High-Cardinality Fields
However, there are fields with higher cardinality.
Domains, apps, etc.
These might require gigabytes of memory.
My answer to this is: if we filter out SOME of the campaigns and then apply targetings, that’d be good enough.
And so with certain field value distributions, simple hash-based buckets can work quite nicely.
Meaning, we decide from the start how many bitsets we are ready to maintain for a specific field, and assign campaigns to bitsets based on a hash of the field value modulo the number of buckets.
So with this approach, bitsets will contain campaigns that might match the field.
The success of this will mostly depend on the distribution of targetings, with the worst case being having a lot of values being in all of the campaigns (e.g., a super popular allowlisted domain).
But if you have a lot of these high-cardinality fields with a very unfortunate distribution of values in targetings, and if you filter out 10–15% of campaigns on each of them, this will very positively compound.

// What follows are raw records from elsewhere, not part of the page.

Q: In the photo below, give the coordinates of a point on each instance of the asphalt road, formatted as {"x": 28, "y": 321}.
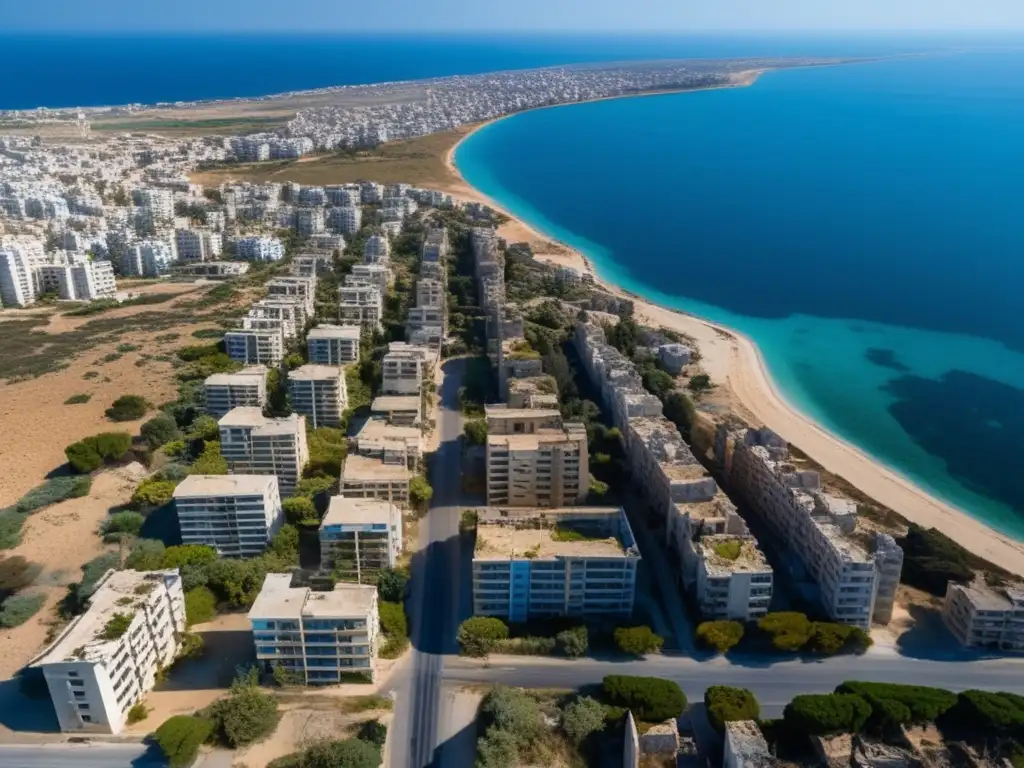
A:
{"x": 80, "y": 756}
{"x": 773, "y": 684}
{"x": 434, "y": 601}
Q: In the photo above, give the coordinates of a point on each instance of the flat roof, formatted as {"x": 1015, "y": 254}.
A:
{"x": 200, "y": 485}
{"x": 103, "y": 604}
{"x": 279, "y": 599}
{"x": 351, "y": 511}
{"x": 367, "y": 468}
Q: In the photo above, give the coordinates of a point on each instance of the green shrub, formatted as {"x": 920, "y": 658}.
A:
{"x": 128, "y": 408}
{"x": 648, "y": 697}
{"x": 637, "y": 641}
{"x": 788, "y": 630}
{"x": 477, "y": 636}
{"x": 120, "y": 523}
{"x": 720, "y": 636}
{"x": 17, "y": 609}
{"x": 582, "y": 717}
{"x": 201, "y": 605}
{"x": 726, "y": 705}
{"x": 826, "y": 714}
{"x": 572, "y": 643}
{"x": 160, "y": 429}
{"x": 180, "y": 736}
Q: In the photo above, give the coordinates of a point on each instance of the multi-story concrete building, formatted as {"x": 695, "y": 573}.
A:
{"x": 16, "y": 281}
{"x": 320, "y": 393}
{"x": 256, "y": 346}
{"x": 358, "y": 538}
{"x": 983, "y": 616}
{"x": 333, "y": 345}
{"x": 360, "y": 304}
{"x": 367, "y": 477}
{"x": 107, "y": 659}
{"x": 238, "y": 515}
{"x": 580, "y": 561}
{"x": 198, "y": 245}
{"x": 247, "y": 388}
{"x": 252, "y": 443}
{"x": 534, "y": 460}
{"x": 318, "y": 636}
{"x": 259, "y": 249}
{"x": 733, "y": 578}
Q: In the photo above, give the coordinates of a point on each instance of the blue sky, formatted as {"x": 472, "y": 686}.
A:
{"x": 624, "y": 15}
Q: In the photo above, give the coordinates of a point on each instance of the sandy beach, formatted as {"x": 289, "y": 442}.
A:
{"x": 732, "y": 360}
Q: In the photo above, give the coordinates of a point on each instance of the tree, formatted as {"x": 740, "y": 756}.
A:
{"x": 476, "y": 431}
{"x": 637, "y": 641}
{"x": 180, "y": 736}
{"x": 391, "y": 584}
{"x": 582, "y": 717}
{"x": 247, "y": 715}
{"x": 153, "y": 493}
{"x": 572, "y": 643}
{"x": 299, "y": 509}
{"x": 726, "y": 705}
{"x": 128, "y": 408}
{"x": 159, "y": 430}
{"x": 201, "y": 605}
{"x": 827, "y": 714}
{"x": 210, "y": 462}
{"x": 477, "y": 636}
{"x": 420, "y": 492}
{"x": 649, "y": 698}
{"x": 720, "y": 636}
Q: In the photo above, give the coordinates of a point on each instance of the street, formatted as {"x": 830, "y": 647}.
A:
{"x": 435, "y": 591}
{"x": 81, "y": 756}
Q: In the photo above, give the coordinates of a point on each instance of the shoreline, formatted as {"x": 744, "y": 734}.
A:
{"x": 734, "y": 360}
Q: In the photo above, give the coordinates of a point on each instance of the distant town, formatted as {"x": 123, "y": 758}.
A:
{"x": 418, "y": 483}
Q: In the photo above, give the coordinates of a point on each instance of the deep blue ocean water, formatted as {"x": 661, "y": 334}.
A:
{"x": 92, "y": 70}
{"x": 863, "y": 224}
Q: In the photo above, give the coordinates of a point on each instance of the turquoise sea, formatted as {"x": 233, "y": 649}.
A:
{"x": 863, "y": 224}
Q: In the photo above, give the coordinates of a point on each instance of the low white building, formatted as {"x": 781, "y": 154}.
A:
{"x": 238, "y": 515}
{"x": 320, "y": 637}
{"x": 107, "y": 659}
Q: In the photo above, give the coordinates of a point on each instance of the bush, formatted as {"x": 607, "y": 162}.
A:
{"x": 299, "y": 509}
{"x": 476, "y": 431}
{"x": 128, "y": 408}
{"x": 720, "y": 636}
{"x": 159, "y": 430}
{"x": 391, "y": 584}
{"x": 17, "y": 609}
{"x": 726, "y": 705}
{"x": 180, "y": 736}
{"x": 374, "y": 732}
{"x": 637, "y": 641}
{"x": 477, "y": 636}
{"x": 246, "y": 716}
{"x": 201, "y": 605}
{"x": 827, "y": 714}
{"x": 153, "y": 493}
{"x": 648, "y": 697}
{"x": 121, "y": 523}
{"x": 572, "y": 643}
{"x": 582, "y": 717}
{"x": 788, "y": 630}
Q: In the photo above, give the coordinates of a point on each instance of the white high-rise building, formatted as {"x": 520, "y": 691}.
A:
{"x": 16, "y": 284}
{"x": 238, "y": 515}
{"x": 107, "y": 659}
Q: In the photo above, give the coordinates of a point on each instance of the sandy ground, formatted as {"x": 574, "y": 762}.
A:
{"x": 731, "y": 357}
{"x": 62, "y": 538}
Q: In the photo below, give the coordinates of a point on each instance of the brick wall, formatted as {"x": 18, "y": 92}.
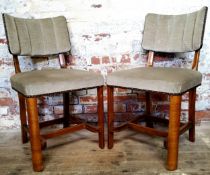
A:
{"x": 105, "y": 37}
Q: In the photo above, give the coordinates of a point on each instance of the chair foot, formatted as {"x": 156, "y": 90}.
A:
{"x": 110, "y": 116}
{"x": 173, "y": 132}
{"x": 35, "y": 138}
{"x": 23, "y": 119}
{"x": 43, "y": 144}
{"x": 192, "y": 98}
{"x": 165, "y": 144}
{"x": 101, "y": 140}
{"x": 110, "y": 140}
{"x": 65, "y": 109}
{"x": 101, "y": 117}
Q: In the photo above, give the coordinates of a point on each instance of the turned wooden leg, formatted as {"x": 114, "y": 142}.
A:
{"x": 23, "y": 119}
{"x": 101, "y": 116}
{"x": 110, "y": 113}
{"x": 148, "y": 109}
{"x": 65, "y": 109}
{"x": 34, "y": 134}
{"x": 173, "y": 132}
{"x": 191, "y": 118}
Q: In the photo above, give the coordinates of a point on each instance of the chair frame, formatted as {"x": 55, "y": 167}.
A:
{"x": 175, "y": 128}
{"x": 30, "y": 120}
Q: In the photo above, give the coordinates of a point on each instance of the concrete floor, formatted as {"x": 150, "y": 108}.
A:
{"x": 133, "y": 154}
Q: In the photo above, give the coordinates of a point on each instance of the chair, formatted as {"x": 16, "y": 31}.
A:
{"x": 169, "y": 34}
{"x": 41, "y": 38}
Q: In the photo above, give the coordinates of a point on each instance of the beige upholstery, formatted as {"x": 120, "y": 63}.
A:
{"x": 167, "y": 80}
{"x": 174, "y": 33}
{"x": 36, "y": 37}
{"x": 48, "y": 81}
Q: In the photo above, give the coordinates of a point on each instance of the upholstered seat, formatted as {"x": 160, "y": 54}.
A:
{"x": 40, "y": 82}
{"x": 167, "y": 80}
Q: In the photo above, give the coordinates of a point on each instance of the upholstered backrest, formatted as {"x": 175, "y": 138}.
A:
{"x": 36, "y": 37}
{"x": 174, "y": 33}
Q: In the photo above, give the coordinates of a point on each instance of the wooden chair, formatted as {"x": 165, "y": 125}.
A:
{"x": 42, "y": 38}
{"x": 170, "y": 34}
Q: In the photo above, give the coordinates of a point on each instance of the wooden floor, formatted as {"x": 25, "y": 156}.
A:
{"x": 133, "y": 153}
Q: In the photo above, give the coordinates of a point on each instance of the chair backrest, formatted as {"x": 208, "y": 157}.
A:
{"x": 174, "y": 33}
{"x": 36, "y": 37}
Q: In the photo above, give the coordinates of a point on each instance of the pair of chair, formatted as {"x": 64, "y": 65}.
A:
{"x": 162, "y": 33}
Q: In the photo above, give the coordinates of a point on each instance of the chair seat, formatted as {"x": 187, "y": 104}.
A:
{"x": 47, "y": 81}
{"x": 166, "y": 80}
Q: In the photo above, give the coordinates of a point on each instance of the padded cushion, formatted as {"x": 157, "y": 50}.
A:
{"x": 37, "y": 37}
{"x": 174, "y": 33}
{"x": 167, "y": 80}
{"x": 48, "y": 81}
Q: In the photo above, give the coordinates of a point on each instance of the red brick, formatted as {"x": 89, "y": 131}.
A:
{"x": 6, "y": 101}
{"x": 105, "y": 60}
{"x": 87, "y": 99}
{"x": 202, "y": 115}
{"x": 95, "y": 60}
{"x": 122, "y": 90}
{"x": 58, "y": 110}
{"x": 161, "y": 108}
{"x": 76, "y": 109}
{"x": 159, "y": 97}
{"x": 125, "y": 98}
{"x": 119, "y": 107}
{"x": 90, "y": 108}
{"x": 135, "y": 107}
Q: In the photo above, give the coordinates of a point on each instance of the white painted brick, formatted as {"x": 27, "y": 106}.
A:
{"x": 4, "y": 110}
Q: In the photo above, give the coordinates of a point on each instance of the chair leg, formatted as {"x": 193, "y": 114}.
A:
{"x": 100, "y": 116}
{"x": 191, "y": 119}
{"x": 148, "y": 109}
{"x": 34, "y": 134}
{"x": 110, "y": 116}
{"x": 173, "y": 132}
{"x": 65, "y": 109}
{"x": 23, "y": 120}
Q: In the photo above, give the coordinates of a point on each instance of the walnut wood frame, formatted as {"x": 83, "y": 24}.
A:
{"x": 30, "y": 120}
{"x": 175, "y": 128}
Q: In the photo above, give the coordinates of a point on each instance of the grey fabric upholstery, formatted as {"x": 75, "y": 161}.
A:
{"x": 37, "y": 37}
{"x": 48, "y": 81}
{"x": 174, "y": 33}
{"x": 167, "y": 80}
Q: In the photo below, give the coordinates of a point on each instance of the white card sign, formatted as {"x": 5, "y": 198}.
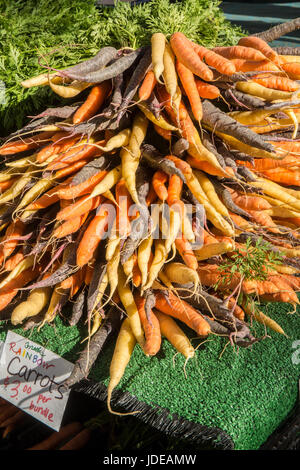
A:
{"x": 31, "y": 378}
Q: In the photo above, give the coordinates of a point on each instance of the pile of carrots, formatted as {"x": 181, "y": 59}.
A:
{"x": 171, "y": 126}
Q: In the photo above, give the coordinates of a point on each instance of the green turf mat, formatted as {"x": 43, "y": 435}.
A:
{"x": 246, "y": 393}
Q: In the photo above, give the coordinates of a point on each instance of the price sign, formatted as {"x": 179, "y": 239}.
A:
{"x": 31, "y": 378}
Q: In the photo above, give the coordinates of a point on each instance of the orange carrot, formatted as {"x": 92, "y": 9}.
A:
{"x": 260, "y": 45}
{"x": 88, "y": 274}
{"x": 151, "y": 196}
{"x": 292, "y": 69}
{"x": 92, "y": 236}
{"x": 278, "y": 83}
{"x": 254, "y": 66}
{"x": 158, "y": 182}
{"x": 263, "y": 164}
{"x": 254, "y": 203}
{"x": 22, "y": 145}
{"x": 284, "y": 176}
{"x": 239, "y": 52}
{"x": 174, "y": 190}
{"x": 4, "y": 185}
{"x": 136, "y": 272}
{"x": 69, "y": 226}
{"x": 164, "y": 133}
{"x": 182, "y": 165}
{"x": 220, "y": 63}
{"x": 185, "y": 53}
{"x": 206, "y": 90}
{"x": 189, "y": 85}
{"x": 13, "y": 261}
{"x": 294, "y": 220}
{"x": 124, "y": 202}
{"x": 181, "y": 310}
{"x": 207, "y": 167}
{"x": 147, "y": 86}
{"x": 150, "y": 326}
{"x": 93, "y": 102}
{"x": 79, "y": 207}
{"x": 208, "y": 239}
{"x": 186, "y": 252}
{"x": 73, "y": 191}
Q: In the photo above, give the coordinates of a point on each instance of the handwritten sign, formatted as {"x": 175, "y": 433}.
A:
{"x": 31, "y": 378}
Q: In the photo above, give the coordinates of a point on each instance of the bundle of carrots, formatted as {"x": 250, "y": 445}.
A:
{"x": 125, "y": 205}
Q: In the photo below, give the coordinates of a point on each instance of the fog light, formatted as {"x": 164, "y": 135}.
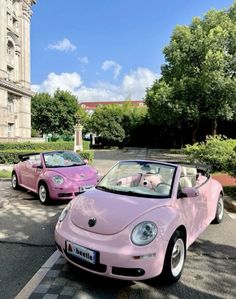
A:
{"x": 146, "y": 256}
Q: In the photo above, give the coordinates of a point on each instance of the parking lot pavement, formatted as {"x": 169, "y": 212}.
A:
{"x": 209, "y": 272}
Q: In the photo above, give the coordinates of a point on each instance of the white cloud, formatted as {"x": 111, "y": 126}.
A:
{"x": 137, "y": 81}
{"x": 112, "y": 65}
{"x": 64, "y": 45}
{"x": 133, "y": 86}
{"x": 84, "y": 60}
{"x": 64, "y": 81}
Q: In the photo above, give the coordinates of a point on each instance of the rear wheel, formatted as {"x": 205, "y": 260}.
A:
{"x": 174, "y": 259}
{"x": 14, "y": 181}
{"x": 219, "y": 210}
{"x": 43, "y": 193}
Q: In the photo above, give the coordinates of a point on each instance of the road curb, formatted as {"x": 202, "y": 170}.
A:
{"x": 38, "y": 277}
{"x": 5, "y": 179}
{"x": 230, "y": 205}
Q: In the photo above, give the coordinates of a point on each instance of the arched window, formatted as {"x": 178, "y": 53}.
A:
{"x": 10, "y": 49}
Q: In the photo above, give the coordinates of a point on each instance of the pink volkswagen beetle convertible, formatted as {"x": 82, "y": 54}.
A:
{"x": 139, "y": 220}
{"x": 53, "y": 175}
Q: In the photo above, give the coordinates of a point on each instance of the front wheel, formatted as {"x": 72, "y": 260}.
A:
{"x": 219, "y": 210}
{"x": 14, "y": 181}
{"x": 43, "y": 193}
{"x": 174, "y": 259}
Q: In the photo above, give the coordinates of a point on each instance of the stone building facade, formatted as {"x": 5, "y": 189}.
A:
{"x": 15, "y": 92}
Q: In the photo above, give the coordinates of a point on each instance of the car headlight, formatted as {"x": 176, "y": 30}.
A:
{"x": 144, "y": 233}
{"x": 58, "y": 180}
{"x": 64, "y": 212}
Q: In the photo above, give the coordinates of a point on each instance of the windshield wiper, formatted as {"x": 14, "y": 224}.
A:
{"x": 107, "y": 189}
{"x": 76, "y": 164}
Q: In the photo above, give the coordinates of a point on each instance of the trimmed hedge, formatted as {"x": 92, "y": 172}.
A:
{"x": 89, "y": 155}
{"x": 12, "y": 156}
{"x": 44, "y": 146}
{"x": 217, "y": 151}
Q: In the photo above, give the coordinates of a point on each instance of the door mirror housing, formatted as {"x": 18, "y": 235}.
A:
{"x": 188, "y": 192}
{"x": 37, "y": 165}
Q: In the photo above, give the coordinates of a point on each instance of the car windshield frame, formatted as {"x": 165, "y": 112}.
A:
{"x": 140, "y": 178}
{"x": 62, "y": 159}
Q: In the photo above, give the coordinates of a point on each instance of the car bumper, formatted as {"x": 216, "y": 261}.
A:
{"x": 127, "y": 262}
{"x": 69, "y": 192}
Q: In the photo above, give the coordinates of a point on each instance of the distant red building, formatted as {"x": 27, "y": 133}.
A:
{"x": 91, "y": 106}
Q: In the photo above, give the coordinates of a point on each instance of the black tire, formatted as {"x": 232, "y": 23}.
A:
{"x": 43, "y": 193}
{"x": 14, "y": 181}
{"x": 219, "y": 210}
{"x": 174, "y": 259}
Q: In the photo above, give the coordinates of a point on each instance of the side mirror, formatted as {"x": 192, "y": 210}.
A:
{"x": 36, "y": 165}
{"x": 188, "y": 192}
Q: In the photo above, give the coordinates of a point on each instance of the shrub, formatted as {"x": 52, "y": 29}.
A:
{"x": 12, "y": 156}
{"x": 216, "y": 151}
{"x": 43, "y": 146}
{"x": 89, "y": 155}
{"x": 231, "y": 164}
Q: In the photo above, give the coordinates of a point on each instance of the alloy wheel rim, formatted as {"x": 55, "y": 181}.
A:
{"x": 177, "y": 257}
{"x": 13, "y": 181}
{"x": 220, "y": 208}
{"x": 42, "y": 193}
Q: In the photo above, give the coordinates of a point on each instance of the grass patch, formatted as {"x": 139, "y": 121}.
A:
{"x": 231, "y": 191}
{"x": 5, "y": 174}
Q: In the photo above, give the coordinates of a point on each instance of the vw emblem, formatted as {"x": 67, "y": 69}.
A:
{"x": 92, "y": 222}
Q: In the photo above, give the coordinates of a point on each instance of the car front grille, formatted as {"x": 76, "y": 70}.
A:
{"x": 94, "y": 267}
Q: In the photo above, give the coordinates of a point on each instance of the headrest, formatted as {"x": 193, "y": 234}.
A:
{"x": 191, "y": 171}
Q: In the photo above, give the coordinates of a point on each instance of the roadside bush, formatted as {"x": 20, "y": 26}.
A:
{"x": 231, "y": 164}
{"x": 12, "y": 156}
{"x": 42, "y": 146}
{"x": 218, "y": 151}
{"x": 89, "y": 155}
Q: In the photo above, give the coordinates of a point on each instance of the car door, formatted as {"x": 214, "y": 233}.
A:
{"x": 33, "y": 172}
{"x": 194, "y": 209}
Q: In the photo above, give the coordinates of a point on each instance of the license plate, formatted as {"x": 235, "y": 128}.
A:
{"x": 81, "y": 252}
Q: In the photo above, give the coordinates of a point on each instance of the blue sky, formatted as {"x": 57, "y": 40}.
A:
{"x": 105, "y": 49}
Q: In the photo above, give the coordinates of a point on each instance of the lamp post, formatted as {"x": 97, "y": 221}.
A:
{"x": 78, "y": 140}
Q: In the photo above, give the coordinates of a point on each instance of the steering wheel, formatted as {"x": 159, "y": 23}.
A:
{"x": 162, "y": 187}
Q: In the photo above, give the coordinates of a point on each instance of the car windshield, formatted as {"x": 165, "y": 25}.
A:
{"x": 139, "y": 178}
{"x": 62, "y": 159}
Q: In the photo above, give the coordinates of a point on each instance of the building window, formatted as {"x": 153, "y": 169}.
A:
{"x": 10, "y": 130}
{"x": 10, "y": 105}
{"x": 10, "y": 73}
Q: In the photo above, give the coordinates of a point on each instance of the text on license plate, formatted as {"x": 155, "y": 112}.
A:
{"x": 81, "y": 252}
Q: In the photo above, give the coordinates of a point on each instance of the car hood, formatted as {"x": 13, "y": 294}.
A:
{"x": 75, "y": 173}
{"x": 113, "y": 212}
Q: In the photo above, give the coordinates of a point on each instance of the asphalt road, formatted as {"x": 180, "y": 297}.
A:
{"x": 26, "y": 242}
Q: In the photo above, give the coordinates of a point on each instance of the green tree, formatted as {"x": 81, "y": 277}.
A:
{"x": 54, "y": 114}
{"x": 198, "y": 79}
{"x": 83, "y": 118}
{"x": 42, "y": 113}
{"x": 66, "y": 111}
{"x": 106, "y": 122}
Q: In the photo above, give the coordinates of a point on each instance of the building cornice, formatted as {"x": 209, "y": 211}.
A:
{"x": 30, "y": 2}
{"x": 16, "y": 89}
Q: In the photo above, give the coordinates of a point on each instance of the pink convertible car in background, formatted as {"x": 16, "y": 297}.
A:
{"x": 139, "y": 220}
{"x": 54, "y": 175}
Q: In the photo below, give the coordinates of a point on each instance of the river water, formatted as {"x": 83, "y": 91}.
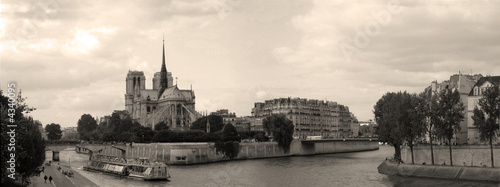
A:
{"x": 345, "y": 169}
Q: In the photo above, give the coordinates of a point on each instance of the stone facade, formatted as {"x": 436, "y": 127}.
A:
{"x": 165, "y": 102}
{"x": 475, "y": 94}
{"x": 463, "y": 83}
{"x": 310, "y": 117}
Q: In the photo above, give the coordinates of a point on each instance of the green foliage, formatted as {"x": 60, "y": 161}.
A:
{"x": 229, "y": 133}
{"x": 280, "y": 128}
{"x": 398, "y": 119}
{"x": 229, "y": 149}
{"x": 29, "y": 148}
{"x": 161, "y": 126}
{"x": 85, "y": 126}
{"x": 53, "y": 131}
{"x": 260, "y": 136}
{"x": 216, "y": 123}
{"x": 486, "y": 118}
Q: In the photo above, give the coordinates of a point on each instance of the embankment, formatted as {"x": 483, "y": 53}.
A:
{"x": 464, "y": 155}
{"x": 196, "y": 153}
{"x": 442, "y": 172}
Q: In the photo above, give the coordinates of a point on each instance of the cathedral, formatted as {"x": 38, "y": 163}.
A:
{"x": 164, "y": 103}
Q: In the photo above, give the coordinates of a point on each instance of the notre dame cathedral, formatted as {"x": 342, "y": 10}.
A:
{"x": 165, "y": 102}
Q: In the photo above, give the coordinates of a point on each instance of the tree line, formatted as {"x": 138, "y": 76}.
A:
{"x": 27, "y": 145}
{"x": 404, "y": 118}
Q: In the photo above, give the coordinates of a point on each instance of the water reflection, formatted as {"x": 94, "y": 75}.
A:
{"x": 346, "y": 169}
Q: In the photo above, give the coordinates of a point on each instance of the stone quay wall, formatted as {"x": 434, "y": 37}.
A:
{"x": 442, "y": 172}
{"x": 471, "y": 155}
{"x": 205, "y": 152}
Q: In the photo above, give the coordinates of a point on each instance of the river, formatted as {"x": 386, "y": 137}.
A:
{"x": 345, "y": 169}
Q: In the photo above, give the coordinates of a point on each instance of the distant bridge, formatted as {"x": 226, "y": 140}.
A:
{"x": 56, "y": 148}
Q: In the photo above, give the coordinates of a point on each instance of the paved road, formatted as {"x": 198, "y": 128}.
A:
{"x": 59, "y": 179}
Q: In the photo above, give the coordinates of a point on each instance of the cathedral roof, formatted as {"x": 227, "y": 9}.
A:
{"x": 149, "y": 93}
{"x": 173, "y": 94}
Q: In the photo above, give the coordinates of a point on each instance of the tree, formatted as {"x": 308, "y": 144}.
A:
{"x": 161, "y": 126}
{"x": 487, "y": 119}
{"x": 53, "y": 131}
{"x": 29, "y": 148}
{"x": 216, "y": 123}
{"x": 429, "y": 109}
{"x": 85, "y": 125}
{"x": 229, "y": 133}
{"x": 387, "y": 115}
{"x": 414, "y": 121}
{"x": 280, "y": 128}
{"x": 450, "y": 113}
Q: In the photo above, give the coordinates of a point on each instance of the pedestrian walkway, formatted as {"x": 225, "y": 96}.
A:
{"x": 59, "y": 179}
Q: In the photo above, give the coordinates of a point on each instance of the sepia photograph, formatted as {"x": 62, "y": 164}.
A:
{"x": 292, "y": 93}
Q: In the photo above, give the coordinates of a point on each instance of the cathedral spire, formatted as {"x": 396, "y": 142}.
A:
{"x": 163, "y": 77}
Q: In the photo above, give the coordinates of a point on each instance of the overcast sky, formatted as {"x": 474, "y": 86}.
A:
{"x": 72, "y": 57}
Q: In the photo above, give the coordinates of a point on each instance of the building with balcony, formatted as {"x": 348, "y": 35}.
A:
{"x": 475, "y": 94}
{"x": 310, "y": 117}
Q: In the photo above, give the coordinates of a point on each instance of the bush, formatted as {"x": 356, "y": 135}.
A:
{"x": 230, "y": 149}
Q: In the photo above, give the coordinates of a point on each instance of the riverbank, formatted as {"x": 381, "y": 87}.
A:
{"x": 59, "y": 179}
{"x": 442, "y": 172}
{"x": 206, "y": 152}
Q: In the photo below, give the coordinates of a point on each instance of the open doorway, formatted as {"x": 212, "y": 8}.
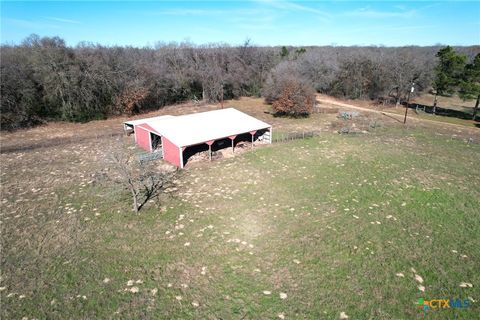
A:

There can be other approaches to a more intelligent assignment of bitsets to values. Again, even with a very high-cardinality field, it’s easy to maintain a reverse index hashmap with a million values pointing to just a handful of bitsets. And if we go for filtering rather than exact matching approach here, we can actually have an array of references to bitsets, or just an index of a bitset. E.g., we don’t have to store the value of the field, because hash collision is fine, since we are going to evaluate targetings exactly anyway.